Created with the financial support of the Ministry of Culture and National Heritage as well as the National Center for Culture, the 460 sq/m mural was executed by GoodLooking Studio, an agency famed for delivering some of the country’s best-known large-format artworks.
Unveiled in the presence of the Deputy Prime Minister and Minister of Culture and National Heritage, professor Piotr Gliński, the politician said: “It is difficult to hide your emotions when you see these images of our outstanding athletes and recall their triumphs and the emotions they aroused at the time.”
“Thanks to initiatives such as this, future generations will be able to learn about the great history of Polish sport and be drawn closer to its history.”
Found on the wall of ul. Orzycka 25, and visible from the top of Galeria Mokotów, the mural was painted over the course of eight days and depicts twenty-six medallists that helped shape the face of Polish sport.
Rafał Miastowski, the Mayor of Mokotów, said: “Some of these athletes are directly associated with this area – some trained here, others lived here. This mural offers a specific lesson in the history of sport, and everyone viewing it can check for themselves how many figures they can recognize.”
Featuring a medley of household names, that number is likely to be large.
However, for those less familiar with Poland’s sporting glories the country’s athletics organization, the PZLA, have also launched an interactive version of the mural allowing visitors to their website to click on the depicted figures and follow links to their biographies.
Not short on colourful stories, these champions include Władysław Kozakiewicz, a gold-winning pole-vaulter whose celebratory ‘up yours’ gesture towards the Russian crowd scandalized the 1980 Moscow Olympics and guaranteed his place in patriotic legend.
Spotlighting the role that women have played in the development of Polish sport, figures such as Halina Konopacka are also presented.

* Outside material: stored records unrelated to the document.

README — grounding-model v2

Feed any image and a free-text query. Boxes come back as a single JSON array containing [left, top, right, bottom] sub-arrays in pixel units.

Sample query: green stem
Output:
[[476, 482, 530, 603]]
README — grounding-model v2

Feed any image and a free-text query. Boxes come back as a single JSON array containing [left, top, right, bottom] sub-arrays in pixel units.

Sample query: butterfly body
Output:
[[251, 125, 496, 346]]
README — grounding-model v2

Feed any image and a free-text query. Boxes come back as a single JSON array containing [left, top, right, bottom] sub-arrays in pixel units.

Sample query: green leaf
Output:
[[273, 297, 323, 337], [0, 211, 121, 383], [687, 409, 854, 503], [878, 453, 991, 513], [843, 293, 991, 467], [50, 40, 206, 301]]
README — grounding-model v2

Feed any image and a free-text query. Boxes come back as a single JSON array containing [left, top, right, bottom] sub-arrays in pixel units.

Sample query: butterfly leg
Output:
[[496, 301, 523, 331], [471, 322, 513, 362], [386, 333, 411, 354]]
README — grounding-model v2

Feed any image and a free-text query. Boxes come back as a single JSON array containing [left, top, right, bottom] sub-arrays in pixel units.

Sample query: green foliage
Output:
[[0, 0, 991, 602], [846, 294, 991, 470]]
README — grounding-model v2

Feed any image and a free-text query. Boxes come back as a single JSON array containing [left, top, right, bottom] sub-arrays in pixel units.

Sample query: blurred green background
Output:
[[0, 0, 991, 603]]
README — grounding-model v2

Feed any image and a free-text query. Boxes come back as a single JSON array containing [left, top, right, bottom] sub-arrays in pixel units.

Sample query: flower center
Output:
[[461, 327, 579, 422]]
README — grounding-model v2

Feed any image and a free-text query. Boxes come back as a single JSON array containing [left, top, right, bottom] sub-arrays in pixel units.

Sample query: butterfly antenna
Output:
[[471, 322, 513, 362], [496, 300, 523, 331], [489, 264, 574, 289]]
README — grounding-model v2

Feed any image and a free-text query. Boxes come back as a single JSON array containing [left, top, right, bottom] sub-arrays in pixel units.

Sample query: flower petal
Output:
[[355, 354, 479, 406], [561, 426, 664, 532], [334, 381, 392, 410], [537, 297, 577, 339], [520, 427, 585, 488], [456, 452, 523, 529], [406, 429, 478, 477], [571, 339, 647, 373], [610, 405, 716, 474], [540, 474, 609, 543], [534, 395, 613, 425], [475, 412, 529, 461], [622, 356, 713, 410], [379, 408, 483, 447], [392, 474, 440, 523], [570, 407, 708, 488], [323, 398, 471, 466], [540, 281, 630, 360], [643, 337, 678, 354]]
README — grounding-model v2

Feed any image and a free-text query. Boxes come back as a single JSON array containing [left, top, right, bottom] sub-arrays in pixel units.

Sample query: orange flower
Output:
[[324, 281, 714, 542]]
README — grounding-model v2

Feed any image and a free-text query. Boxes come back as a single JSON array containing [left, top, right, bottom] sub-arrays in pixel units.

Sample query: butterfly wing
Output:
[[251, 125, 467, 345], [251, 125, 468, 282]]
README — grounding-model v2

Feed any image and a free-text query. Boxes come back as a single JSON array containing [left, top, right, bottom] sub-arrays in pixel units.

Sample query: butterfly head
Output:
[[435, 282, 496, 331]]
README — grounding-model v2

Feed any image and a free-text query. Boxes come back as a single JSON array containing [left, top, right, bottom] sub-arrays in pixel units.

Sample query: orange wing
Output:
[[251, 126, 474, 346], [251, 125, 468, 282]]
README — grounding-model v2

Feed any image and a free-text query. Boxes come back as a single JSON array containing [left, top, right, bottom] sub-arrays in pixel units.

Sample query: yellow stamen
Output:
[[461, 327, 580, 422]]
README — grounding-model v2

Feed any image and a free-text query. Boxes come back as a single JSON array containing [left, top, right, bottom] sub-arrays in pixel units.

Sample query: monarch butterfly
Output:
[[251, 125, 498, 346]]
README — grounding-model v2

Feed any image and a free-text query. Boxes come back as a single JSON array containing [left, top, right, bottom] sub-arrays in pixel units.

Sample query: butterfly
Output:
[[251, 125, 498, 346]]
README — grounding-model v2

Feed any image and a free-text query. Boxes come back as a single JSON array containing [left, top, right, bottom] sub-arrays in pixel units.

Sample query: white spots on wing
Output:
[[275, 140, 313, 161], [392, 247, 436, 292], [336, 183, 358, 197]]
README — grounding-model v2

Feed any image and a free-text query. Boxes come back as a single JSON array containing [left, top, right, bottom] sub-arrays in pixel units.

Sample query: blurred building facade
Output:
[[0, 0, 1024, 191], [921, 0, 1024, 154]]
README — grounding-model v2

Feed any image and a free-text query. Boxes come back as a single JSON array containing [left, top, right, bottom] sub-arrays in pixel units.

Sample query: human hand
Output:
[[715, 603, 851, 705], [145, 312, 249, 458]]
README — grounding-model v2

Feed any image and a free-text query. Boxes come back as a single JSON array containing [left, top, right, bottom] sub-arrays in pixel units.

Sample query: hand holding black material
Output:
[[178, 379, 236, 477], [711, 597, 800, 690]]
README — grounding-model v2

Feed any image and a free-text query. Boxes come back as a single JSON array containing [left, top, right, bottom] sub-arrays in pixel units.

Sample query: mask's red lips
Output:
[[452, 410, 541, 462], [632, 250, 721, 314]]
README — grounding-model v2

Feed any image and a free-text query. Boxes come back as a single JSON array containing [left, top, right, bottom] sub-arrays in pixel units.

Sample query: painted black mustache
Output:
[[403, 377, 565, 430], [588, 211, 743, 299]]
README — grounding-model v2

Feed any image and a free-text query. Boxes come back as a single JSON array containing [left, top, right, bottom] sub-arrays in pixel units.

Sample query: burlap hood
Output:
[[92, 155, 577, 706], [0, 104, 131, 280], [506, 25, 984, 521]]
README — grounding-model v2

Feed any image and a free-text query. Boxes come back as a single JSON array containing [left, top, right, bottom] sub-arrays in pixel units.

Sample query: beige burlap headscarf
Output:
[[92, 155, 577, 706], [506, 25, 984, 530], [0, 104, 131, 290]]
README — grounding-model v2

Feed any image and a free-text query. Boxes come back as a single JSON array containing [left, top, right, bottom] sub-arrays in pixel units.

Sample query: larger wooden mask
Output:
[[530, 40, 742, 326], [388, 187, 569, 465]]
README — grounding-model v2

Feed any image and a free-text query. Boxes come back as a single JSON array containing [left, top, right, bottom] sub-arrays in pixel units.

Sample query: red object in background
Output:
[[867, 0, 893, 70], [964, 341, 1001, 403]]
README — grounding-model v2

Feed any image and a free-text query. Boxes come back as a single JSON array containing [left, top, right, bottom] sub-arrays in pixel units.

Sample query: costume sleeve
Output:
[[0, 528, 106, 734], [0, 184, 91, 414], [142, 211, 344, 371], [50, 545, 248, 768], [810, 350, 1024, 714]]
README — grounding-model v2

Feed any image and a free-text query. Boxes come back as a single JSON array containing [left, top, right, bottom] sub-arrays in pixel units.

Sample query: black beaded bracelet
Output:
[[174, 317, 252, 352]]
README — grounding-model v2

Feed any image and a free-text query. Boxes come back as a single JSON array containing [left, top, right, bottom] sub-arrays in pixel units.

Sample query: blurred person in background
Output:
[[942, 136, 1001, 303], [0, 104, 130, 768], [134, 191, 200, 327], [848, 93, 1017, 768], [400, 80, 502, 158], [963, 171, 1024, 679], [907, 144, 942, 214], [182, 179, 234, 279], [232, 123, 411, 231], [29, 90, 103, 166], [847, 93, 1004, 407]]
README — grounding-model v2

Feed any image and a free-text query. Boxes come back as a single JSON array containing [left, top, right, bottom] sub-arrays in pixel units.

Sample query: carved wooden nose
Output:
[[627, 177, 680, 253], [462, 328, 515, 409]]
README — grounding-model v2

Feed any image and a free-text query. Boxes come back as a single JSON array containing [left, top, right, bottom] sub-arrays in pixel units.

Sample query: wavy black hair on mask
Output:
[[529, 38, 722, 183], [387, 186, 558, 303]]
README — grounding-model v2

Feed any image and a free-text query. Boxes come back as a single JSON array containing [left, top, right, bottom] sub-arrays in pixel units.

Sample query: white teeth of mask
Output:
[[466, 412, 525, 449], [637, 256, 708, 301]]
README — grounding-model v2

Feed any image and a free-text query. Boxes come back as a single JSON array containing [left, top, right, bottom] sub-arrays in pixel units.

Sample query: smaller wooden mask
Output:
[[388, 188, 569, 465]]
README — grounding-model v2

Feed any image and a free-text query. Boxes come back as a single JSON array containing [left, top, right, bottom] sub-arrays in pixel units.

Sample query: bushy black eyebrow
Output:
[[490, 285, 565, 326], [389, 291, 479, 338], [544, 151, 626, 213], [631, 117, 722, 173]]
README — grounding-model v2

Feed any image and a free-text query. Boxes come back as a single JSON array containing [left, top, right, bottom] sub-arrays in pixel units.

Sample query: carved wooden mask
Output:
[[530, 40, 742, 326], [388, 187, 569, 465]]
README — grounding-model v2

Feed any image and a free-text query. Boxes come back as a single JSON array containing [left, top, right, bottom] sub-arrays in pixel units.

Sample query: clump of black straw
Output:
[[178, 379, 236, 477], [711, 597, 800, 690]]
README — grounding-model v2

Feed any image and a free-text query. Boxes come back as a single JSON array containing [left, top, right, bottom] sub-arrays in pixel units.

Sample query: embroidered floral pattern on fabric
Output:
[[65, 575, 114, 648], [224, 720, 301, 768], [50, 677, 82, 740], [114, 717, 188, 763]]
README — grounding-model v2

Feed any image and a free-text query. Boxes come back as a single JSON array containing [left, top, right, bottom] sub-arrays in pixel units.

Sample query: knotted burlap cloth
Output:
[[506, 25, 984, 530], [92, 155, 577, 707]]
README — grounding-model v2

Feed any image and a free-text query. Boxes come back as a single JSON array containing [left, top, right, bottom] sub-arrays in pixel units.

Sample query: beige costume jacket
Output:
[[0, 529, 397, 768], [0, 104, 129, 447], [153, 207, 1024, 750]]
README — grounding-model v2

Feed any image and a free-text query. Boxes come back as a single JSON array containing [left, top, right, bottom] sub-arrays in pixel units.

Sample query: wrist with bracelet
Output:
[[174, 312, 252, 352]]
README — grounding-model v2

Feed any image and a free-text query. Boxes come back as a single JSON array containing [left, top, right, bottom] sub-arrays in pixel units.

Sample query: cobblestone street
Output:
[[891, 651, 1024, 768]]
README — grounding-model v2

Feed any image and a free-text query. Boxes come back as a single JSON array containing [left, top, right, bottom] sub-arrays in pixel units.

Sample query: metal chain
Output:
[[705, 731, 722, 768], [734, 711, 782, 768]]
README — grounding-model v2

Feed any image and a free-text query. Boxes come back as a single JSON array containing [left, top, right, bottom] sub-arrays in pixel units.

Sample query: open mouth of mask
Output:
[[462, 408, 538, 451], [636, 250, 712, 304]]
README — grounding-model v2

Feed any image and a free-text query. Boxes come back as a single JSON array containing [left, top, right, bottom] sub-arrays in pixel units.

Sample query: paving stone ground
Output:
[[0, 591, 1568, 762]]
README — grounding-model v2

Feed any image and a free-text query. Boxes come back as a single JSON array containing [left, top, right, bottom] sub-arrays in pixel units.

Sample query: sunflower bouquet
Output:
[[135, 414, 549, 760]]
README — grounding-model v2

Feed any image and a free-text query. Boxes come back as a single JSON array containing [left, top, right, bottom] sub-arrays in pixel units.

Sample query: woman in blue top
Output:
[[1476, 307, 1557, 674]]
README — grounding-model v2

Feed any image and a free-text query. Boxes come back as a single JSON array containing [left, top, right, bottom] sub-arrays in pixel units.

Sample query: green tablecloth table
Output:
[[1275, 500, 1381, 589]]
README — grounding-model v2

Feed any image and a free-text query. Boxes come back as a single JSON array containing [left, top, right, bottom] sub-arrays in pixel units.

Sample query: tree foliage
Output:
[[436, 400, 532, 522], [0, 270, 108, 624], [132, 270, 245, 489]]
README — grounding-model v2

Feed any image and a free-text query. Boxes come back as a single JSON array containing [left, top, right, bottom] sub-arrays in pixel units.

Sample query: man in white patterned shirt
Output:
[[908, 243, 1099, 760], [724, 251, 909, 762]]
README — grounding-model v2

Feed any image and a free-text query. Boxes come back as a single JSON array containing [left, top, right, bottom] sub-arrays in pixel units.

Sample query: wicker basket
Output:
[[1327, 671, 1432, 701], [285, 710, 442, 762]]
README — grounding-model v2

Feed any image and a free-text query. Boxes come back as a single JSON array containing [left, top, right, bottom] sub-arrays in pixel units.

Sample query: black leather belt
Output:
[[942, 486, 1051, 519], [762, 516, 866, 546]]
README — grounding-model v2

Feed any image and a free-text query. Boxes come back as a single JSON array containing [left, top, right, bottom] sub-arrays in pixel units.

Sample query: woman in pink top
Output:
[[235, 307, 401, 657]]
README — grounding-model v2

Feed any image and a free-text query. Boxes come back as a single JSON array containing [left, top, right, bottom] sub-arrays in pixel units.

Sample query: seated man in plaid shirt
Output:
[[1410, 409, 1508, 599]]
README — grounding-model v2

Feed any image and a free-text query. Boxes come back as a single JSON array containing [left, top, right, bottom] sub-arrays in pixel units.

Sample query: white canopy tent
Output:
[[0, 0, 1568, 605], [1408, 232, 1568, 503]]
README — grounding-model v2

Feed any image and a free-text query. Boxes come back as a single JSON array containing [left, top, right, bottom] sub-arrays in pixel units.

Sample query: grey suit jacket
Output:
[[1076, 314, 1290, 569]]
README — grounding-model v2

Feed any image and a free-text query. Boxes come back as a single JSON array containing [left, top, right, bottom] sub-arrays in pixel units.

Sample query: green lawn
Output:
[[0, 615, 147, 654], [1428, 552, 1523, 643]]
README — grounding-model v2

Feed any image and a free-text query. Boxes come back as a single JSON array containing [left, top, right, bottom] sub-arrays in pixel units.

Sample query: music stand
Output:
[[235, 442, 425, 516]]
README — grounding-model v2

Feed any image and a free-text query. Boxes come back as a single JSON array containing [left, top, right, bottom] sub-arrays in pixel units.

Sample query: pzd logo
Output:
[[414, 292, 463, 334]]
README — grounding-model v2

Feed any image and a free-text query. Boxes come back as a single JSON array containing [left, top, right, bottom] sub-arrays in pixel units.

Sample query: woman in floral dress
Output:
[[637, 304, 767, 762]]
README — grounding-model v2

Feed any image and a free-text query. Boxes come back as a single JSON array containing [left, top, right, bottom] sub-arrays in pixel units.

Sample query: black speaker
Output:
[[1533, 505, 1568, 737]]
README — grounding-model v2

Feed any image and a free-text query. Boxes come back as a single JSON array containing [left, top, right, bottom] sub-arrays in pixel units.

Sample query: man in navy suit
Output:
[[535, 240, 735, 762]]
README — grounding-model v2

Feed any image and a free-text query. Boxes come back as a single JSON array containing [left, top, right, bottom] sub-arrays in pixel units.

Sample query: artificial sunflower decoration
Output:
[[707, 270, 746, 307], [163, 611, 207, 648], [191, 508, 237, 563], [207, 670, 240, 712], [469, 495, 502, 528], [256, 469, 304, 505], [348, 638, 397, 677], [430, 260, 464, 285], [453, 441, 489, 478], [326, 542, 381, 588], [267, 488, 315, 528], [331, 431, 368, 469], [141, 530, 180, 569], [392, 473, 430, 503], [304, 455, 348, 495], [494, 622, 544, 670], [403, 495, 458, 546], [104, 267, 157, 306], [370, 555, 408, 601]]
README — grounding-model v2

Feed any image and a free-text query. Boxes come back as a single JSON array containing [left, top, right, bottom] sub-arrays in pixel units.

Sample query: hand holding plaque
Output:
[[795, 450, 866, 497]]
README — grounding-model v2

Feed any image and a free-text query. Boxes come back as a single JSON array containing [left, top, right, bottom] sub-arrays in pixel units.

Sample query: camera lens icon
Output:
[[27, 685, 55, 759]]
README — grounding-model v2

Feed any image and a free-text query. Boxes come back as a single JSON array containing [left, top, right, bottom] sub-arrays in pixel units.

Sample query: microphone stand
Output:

Shown wearing her trademark beret, Konopacka was more than a world record discus thrower – active in literary circles, Poland’s first Olympic champion was a highly regarded poet and writer. Moreover, when WWII broke out, she helped her husband, the former Minister of the Treasury, squirrel Poland’s gold reserve to France.
The patriotism of the athletes that are celebrated cannot be disputed, and that’s particularly true of Janusz Kusociński. Winning gold in the 10,000-metre dash at the 1932 Los Angeles Olympics, he was wounded twice during the 1939 Siege of Warsaw and later took part in underground activities.
Arrested by the Germans, he was tortured at the Gestapo’s notorious interrogation centre on Warsaw’s Al. Szucha before being executed in 1940 in the forests of Palmiry.
Neither is there a shortage of shocks and surprises. For instance, we learn that the sprinter, long jumper and multiple world record holder Stanisława Walasiewicz once staved off a thief on Warsaw’s Pl. Unii Lubelskiej by shooting him.
Ironically, fifty years later, she would see her luck reversed when she herself was shot and killed in 1980 in a store robbery that went awry. When an autopsy was conducted on her body, it was revealed she possessed a Y chromosome.
Sometimes verging on the unbelievable, the extraordinary lives of these heroes is arguably best encapsulated by Władysław Komar, a three-time Olympian shot-putter who led a swashbuckling dual-life as a prolific actor, cabaret star and rugby player. Later, in the 90s, he also ran for parliament as a member of the Polish Party of Beer Lovers.
Known as the Silesian Kangaroo, we learn that triple jumper Józef Szmidt (Gold medallist in 1960 and 1964) later retired to breed goats.
Andrzej Badeński, meanwhile, a gold-winning relay racer, stayed on in West Germany after being granted permission to visit the country to support Poland in the 1974 World Cup.
All but ‘disowned’ by Poland for this perceived act of anti-authoritarian treachery, Badeński subsequently attended film school in Nuremberg and forged a new career working as a sound engineer for West German TV.
Keeping relevant, the present day is also covered, and crowning the very top of the mural is none other than the so-called ‘Queen of Polish Sport’, Anita Włodarczyk.
Dominating her discipline for over a decade, and embodying all the Olympian sporting virtues, it is fitting that this triple Gold holder caps such a stirring work of art.